Après « Limonov », présenté en Compétition en 2024, le cinéaste-dissident russe Kirill Serebrennikov retrace les années d’exil de Josef Mengele, médecin SS d’Auschwitz-Birkenau qui se réfugia en Argentine après la guerre pour échapper à la justice allemande et israélienne. Un film vorace, métamorphe, à la lisière de la monstruosité plastique, comme pour questionner l’inhumanité de son personnage.

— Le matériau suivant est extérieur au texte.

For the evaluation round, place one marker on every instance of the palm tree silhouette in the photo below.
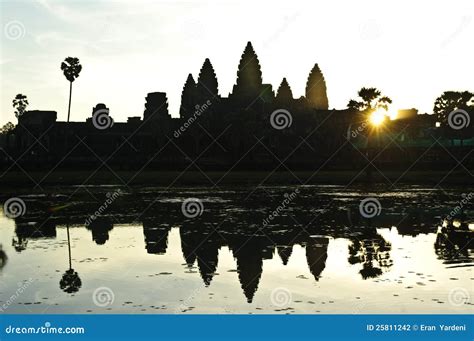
(71, 69)
(371, 100)
(20, 102)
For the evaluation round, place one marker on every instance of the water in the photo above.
(318, 254)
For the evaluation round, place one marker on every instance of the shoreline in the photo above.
(221, 178)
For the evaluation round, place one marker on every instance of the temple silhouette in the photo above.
(216, 132)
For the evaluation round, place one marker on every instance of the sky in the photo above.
(411, 50)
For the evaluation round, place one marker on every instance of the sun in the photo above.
(378, 117)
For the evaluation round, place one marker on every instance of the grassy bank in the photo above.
(196, 178)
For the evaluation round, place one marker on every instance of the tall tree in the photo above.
(71, 69)
(249, 75)
(188, 97)
(316, 93)
(284, 93)
(207, 81)
(453, 100)
(20, 102)
(370, 99)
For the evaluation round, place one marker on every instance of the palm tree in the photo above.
(71, 69)
(371, 100)
(20, 102)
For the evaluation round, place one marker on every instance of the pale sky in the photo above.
(411, 50)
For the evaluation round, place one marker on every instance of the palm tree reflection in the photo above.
(70, 282)
(373, 251)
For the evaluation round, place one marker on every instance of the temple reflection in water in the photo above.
(200, 244)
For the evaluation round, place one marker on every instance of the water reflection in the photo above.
(3, 257)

La Disparition de Josef Mengele
© Andrejs Strokins

Adapté du roman éponyme d’Olivier Guez, Prix Renaudot en 2017, La Disparition de Josef Mengele s’ouvre sur un cours d’anatomie. De nos jours, en Argentine, un groupe d’ados se ruent autour de leur prof de biologie pour étudier un crâne humain. Ce sont les ossements de Josef Mangele, médecin nazi baptisé « l’Ange de la mort », mystérieusement retrouvé noyé sur une place de Sao Paulo en 1979, sans avoir été jugé. Comment ce criminel de guerre, responsable d’assassinats de masse et d’expérimentations médicales abjectes durant la Shoah, a-t-il pu échapper à son mandat d’arrêt international, changer si facilement de peau et d’identité ?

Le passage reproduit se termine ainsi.